C’est sans appel : Boulotte a définitivement perdu sa personnalité pour devenir un mauvais clone de sa boss. Cette fille ressemble à une coquille vide. Elle a peur quand la porte s'ouvre à nouveau sur la Tigresse, et se redresse rapidement, craignant d’être prise en flagrant délit de familiarité avec une personne qui a d’ores et déjà échoué à l’examen de passage dans la caste supérieure des esclaves de la connasse-en-chef. La Tigresse elle, expédie sa subalterne sans aménité, sans la regarder.

La Tigresse revient à moi. J'ai besoin de savoir pourquoi elle se comporte si mal. Je décide de m'amuser encore un moment, pour me venger et laver un peu, si peu, mon humiliation.
Elle me parle des gens qu'elle
« manage », en termes peu élogieux. Elle me décrit une équipe affamée de sa chair, qui n'hésite pas à saboter le travail pour que sa tête tombe. Je lui demande, faussement candide, comment elle fait, à son âge (elle a 32 ans), pour gérer une équipe si difficile. Elle me dit qu'elle les tient d'une main de fer. Trop opaque pour moi. Je repose la question : comment fait-elle ? Comment ? En leur montrant par « a+b » que c'est elle qui dirige, parce qu'elle a bossé pendant des années pour en arriver là, elle a bûché plus que les autres, en passant 13 à 15 heures par jour au boulot, en apprenant les bases. Mais les résultats sont là.

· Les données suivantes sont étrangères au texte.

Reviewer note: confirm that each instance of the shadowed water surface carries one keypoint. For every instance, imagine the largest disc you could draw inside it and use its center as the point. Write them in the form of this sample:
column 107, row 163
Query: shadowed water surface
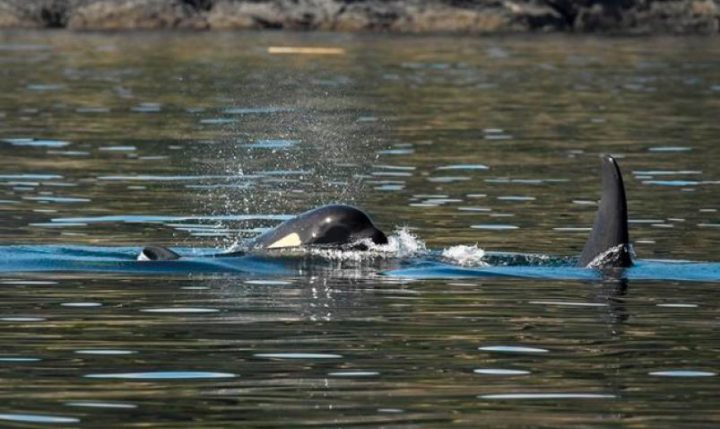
column 198, row 141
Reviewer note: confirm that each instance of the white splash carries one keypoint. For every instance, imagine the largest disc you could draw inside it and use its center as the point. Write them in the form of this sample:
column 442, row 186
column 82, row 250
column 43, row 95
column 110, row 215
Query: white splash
column 465, row 255
column 608, row 257
column 401, row 244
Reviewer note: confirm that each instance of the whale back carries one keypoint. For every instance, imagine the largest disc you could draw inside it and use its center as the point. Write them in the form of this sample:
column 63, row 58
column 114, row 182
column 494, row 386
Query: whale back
column 332, row 225
column 608, row 244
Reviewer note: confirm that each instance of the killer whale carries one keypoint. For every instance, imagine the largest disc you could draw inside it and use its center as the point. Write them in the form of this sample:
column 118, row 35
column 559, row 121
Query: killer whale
column 346, row 227
column 337, row 226
column 609, row 242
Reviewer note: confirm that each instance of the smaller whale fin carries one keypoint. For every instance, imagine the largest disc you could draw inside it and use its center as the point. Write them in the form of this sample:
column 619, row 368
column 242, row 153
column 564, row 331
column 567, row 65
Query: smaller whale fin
column 157, row 253
column 609, row 245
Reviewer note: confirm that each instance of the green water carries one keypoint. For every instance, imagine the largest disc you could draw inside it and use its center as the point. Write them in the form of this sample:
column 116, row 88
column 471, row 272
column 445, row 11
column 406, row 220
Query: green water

Elle est contente qu'on lui demande des conseils, ça se voit. Elle se reprend et me dit que je n'aurais pas dû postuler pour ce job. Je réponds qu'il faut saisir certaines opportunités. Elle m'aurait conseillé de dire d'emblée que je ne me sentais pas à la hauteur, ça nous aurait évité cette situation. Moi, je n'admets pas l'idée que l'on puisse commencer un entretien en faisant un aveu de faiblesse.
Elle m'a conseillé de mentir aussi. Elle a dénigré des professionnels expérimentés en affirmant qu’elle n’avait rien à apprendre d’eux. Elle se moque, distille son venin. Elle me dit que c'est une erreur de vouloir être manager avant 40 ans (je répète qu’elle en a 32). Je me rends compte que c'est une femme qui ne sait pas ce qu'elle dit. Elle se moque des gens, elle les utilise, elle a du mal à asseoir son autorité autrement que par la menace et la froideur, elle se sent bien dans sa position de manager mais déconseille à tous les trentenaires de le devenir. Contradictions, suffisance, manque de professionnalisme, mauvaise ambiance, aucune solidarité, guerre d’usure : tout pour me dégoûter.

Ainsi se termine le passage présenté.